Just Walk Around the Darn Thing

For those of you who have read my blogs, you know I often pull lessons from the conversations I have with my clients.  Those conversations always have an important take-away for me – take-aways I’m eager to share.  Sometimes, however, my blogs are more about my own personal journey.  Today’s blog is personal, so possibly a bit less comfortable.

This past Friday my husband and I lost a good friend to cancer.  While we only knew C.D. the last two years of his life, the connection with him and his wife was immediate.  It’s unusual to have couple friends - you know - those relationships where all four of you completely get along and enjoy each other’s company.  This was one of those.

I don’t want to dwell on the sadness of C.D.’s death.  I want to celebrate the man and our friendship.  We would spend long, relaxed evenings together over a meal getting to know each other.  How wonderful to absolutely and completely trust that the most personal stories you shared would be met with – yes – laughter, teasing, and validation.  True friends!

Here’s what he gave us – even when it wasn’t easy.

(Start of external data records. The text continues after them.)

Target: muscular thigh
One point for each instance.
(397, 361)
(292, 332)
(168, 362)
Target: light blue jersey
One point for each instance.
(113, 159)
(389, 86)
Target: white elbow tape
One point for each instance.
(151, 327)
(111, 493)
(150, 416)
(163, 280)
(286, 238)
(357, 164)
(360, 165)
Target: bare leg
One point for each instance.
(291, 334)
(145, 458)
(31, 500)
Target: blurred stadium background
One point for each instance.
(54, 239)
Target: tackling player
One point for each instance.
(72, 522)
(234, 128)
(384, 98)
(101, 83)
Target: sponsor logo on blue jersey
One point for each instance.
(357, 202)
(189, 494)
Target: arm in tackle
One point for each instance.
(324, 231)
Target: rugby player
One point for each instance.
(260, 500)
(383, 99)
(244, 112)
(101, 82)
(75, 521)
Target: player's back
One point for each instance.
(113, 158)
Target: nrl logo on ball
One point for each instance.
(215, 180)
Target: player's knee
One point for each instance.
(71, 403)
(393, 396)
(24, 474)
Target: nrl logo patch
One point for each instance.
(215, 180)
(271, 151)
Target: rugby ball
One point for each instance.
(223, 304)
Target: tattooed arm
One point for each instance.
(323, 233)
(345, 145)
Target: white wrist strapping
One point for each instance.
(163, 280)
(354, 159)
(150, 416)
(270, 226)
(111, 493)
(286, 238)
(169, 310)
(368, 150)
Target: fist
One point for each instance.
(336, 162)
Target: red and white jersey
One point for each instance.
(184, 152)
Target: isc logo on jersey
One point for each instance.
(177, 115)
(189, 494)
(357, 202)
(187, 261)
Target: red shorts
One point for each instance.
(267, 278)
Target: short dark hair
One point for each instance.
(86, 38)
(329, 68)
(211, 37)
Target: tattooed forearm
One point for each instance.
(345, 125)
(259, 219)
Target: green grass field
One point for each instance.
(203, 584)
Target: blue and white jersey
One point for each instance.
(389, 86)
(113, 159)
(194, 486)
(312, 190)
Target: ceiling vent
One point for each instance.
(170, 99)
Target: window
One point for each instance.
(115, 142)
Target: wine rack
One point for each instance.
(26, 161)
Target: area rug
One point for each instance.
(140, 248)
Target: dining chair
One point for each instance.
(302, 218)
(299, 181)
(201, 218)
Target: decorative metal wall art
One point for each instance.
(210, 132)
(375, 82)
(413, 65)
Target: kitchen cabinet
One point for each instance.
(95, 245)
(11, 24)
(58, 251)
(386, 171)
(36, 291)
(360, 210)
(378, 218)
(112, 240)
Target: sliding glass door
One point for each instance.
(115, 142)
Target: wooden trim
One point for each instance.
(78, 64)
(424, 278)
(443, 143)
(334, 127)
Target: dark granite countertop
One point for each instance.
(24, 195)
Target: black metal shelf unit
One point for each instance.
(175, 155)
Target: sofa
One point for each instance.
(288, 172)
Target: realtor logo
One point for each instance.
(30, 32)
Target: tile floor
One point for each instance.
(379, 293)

  • He never made anyone feel bad about his illness.  He understood the seriousness, acknowledged it, and then walked around the darn thing to live his life as fully as he could.
  • When we were with him, we talked about all the everyday things most people talk about – family, politics, and even religion!  He made us feel that his cancer was nothing special, just part of the normal cycle of life.
  • There was no pretense…just an authentic, vulnerable and beautiful will to live life to its fullest. 
  • He didn’t isolate himself.  He would meet friends at Starbucks and join us for a breakfast at a favorite haunt.  
  • He was a story teller.  He shared his life in story.  You couldn’t help but tag along in anticipation of the ride ahead.
  • He was a person full of love and joy.  Even when we weren’t with him in the final weeks, we felt his presence.  

Quite a legacy.  Quite a call to LIVE.  His life and death help me remember how important it is to live a life of purpose.  Where do I make a meaningful difference?  Who am I meant to be?

Maybe – just maybe - living a life of purpose IS the bottom line.  That means giving attention to the things that are most important.  We find joy in those things that matter…pain in the things that don’t feed our soul and distract us. 

I feel lucky to have known C.D.  He was and will always be a treasured gift.  This is a tribute to him.